The people, the great crowd, react in fear. They recognize Jesus as God's messenger, one who would do God's will among them. But they miss that this prophet must go to the cross. They see Jesus is a teacher and a miracle worker. They see Jesus as one who has come to make their lives better. But, the complete picture of how Jesus does what he has come to do is only clear with the suffering and dying of God's only son on the cross. He comes to destroy not only the consequences but sin itself. To make an end of sin and death Jesus hangs between heaven and earth, forsaken by God the Father, suffering an eternity of hell for everyone. This is where the real release from the bondage of death begins. This is where the real restoration of hope begins. In the completion of all that he has come to do Jesus restores our relationship with God. He puts away the thing that separates us from him. And all those who are connected to God will have eternity with each other. When Jesus raises this only son of the widow from the dead he points to his own resurrection on Easter Sunday. And he shows that he can and will raise all the dead. This small restoration of the widow and her son is a picture of Jesus, the only son of God, raised from death as proof that his sacrifice on the cross is complete. And a revelation of his power over our great enemy death.
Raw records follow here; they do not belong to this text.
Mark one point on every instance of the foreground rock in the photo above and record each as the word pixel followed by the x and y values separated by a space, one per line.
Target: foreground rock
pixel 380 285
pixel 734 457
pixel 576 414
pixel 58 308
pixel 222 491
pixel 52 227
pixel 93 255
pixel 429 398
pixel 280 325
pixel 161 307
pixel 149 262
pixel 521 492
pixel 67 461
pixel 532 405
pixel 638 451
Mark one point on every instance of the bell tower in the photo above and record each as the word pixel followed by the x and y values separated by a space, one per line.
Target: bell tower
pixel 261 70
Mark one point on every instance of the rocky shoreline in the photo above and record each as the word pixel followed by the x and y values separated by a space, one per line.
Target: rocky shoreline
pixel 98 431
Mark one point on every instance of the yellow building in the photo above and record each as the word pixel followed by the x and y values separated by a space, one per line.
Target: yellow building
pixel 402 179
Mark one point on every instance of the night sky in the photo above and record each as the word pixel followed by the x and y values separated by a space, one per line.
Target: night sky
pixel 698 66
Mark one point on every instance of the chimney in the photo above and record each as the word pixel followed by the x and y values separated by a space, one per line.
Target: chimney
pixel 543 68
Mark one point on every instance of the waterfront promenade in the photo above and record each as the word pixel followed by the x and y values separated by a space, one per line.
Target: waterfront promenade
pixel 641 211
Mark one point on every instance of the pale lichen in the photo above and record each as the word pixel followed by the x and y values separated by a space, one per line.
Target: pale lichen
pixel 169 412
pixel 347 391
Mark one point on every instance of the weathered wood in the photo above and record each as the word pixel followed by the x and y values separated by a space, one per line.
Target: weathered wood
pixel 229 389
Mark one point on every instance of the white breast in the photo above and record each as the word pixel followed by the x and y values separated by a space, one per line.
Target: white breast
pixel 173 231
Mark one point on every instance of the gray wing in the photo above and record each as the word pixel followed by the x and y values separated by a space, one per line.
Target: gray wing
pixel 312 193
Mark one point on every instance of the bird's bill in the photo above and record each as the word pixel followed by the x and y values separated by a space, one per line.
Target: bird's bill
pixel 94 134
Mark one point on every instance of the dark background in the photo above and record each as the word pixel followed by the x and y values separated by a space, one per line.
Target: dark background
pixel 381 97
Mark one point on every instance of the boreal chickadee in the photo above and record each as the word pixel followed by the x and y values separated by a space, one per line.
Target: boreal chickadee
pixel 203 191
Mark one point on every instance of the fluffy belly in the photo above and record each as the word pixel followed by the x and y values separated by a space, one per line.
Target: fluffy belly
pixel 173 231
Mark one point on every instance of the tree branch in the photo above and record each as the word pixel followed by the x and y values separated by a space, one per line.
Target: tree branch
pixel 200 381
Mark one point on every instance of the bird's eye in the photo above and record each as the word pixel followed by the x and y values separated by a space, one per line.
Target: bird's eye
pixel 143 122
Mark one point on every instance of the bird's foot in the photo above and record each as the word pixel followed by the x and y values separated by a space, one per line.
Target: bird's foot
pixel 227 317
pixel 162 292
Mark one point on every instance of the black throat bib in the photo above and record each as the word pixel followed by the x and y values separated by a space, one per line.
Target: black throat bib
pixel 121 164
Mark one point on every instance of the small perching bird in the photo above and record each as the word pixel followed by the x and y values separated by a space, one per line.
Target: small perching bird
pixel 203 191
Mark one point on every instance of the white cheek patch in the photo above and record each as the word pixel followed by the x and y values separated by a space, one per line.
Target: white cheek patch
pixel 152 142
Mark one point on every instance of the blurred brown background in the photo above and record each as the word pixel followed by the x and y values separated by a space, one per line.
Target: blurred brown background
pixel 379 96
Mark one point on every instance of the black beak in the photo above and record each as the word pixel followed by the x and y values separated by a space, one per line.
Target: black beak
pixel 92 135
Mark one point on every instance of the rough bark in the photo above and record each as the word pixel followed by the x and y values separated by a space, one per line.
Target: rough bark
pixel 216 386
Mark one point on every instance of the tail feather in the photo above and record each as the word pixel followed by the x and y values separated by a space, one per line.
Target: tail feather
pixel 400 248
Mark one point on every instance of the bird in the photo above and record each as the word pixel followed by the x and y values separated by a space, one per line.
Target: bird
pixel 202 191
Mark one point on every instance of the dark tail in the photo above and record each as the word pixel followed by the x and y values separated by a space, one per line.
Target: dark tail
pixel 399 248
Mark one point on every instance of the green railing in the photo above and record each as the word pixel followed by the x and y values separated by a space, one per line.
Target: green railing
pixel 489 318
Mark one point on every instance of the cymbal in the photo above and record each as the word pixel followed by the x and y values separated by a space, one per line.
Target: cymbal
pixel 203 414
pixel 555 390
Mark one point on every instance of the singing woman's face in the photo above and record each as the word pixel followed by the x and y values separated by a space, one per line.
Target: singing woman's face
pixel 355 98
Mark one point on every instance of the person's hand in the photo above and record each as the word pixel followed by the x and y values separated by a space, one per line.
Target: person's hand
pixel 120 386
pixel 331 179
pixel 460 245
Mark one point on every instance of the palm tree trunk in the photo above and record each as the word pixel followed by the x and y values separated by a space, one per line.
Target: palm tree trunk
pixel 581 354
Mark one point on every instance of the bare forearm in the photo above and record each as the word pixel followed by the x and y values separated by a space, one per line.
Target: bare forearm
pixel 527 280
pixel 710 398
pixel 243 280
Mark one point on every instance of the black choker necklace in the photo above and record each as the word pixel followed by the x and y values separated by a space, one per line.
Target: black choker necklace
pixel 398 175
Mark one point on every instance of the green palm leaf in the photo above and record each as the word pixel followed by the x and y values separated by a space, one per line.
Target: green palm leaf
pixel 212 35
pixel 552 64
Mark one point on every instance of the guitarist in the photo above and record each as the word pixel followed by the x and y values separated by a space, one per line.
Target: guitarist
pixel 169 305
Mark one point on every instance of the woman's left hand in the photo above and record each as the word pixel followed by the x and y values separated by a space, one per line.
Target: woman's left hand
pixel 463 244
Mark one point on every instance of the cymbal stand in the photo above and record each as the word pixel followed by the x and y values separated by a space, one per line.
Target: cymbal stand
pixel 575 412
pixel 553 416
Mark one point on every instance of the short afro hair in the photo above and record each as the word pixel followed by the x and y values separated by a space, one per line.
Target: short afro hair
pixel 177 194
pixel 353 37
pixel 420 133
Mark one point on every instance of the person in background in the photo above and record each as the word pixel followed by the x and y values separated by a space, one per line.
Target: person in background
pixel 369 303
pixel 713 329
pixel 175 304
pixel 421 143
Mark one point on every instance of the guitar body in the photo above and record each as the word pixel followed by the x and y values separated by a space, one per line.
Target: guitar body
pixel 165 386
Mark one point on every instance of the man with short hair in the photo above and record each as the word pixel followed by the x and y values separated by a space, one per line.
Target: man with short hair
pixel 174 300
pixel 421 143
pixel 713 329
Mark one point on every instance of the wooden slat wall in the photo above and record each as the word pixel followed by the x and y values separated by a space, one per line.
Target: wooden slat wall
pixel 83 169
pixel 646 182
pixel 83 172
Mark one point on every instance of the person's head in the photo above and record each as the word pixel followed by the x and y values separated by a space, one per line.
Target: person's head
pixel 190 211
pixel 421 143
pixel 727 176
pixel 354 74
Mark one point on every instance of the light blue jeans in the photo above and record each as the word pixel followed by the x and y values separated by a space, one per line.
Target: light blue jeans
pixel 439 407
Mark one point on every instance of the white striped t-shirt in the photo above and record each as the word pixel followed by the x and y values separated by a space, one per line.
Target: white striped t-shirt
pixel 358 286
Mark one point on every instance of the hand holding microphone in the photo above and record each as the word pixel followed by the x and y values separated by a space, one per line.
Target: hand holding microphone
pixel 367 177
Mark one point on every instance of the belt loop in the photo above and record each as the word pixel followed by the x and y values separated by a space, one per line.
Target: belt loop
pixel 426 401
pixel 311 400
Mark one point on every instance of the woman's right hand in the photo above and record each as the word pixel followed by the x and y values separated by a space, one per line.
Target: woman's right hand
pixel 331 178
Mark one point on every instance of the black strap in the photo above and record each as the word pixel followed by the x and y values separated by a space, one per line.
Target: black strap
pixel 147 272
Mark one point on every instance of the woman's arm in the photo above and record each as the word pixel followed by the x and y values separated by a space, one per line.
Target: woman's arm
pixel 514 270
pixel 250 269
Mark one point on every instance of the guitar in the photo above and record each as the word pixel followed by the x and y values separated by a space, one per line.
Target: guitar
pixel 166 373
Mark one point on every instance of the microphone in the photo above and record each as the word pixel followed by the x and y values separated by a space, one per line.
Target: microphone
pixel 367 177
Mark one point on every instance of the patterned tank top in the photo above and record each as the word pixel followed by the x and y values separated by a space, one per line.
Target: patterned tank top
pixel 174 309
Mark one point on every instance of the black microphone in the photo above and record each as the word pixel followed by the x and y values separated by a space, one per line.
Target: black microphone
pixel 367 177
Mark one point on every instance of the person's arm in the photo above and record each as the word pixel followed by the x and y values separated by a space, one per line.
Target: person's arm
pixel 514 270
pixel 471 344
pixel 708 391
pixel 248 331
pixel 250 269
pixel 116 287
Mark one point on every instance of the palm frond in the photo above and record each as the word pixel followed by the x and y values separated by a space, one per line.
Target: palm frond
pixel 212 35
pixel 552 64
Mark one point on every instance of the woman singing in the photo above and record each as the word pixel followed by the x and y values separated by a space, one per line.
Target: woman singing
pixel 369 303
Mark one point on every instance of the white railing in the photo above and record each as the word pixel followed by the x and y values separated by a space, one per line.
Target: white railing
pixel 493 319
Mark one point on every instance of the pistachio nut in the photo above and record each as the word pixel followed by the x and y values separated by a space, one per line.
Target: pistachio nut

Dear Christian friends. In the face of death… And you do face death every day. You face the fact of your own coming death and suffer the hopelessness and pain of separation caused by the death of those you love. You face the very real bondage of grief that never seems to end. In the face of death we have one thing the people gathered around Jesus at Nain did not have. We have the cross. We have the resurrection. We have the good news of Jesus Christ. Every time you gather here you hear Jesus speak to you the promise of life through the forgiveness of sins. That is all he does for you in his life death and resurrection. And every time you hear Jesus say these things to you he begins the miraculous removal of your grief. Just as he did for the widow he promises to give you back your loved ones who die in faith. He promises to return with his holy angels and raise all the dead and bring eternal life to all believers in Christ. This is the final defeat of all that is evil in the world. This is the final and of sin and death. Jesus does all this through his spoken word and touch. He speaks the words of truth right into your ears. And you hear of God's great love for you and see it in Jesus on the cross. In, with, and under bread and wine Jesus touches your tongue and makes the unclean clean. He removes your sin and restores your relationship with God. He puts right inside of you the forgiveness you need. He increases your faith by feeding you with himself. The growing of your faith increases your trust in Jesus and all of his promises. And so, He frees you from the bondage of your grief. Amen.

The peace of God that passes all understanding keep your hearts and minds in Christ Jesus. Amen.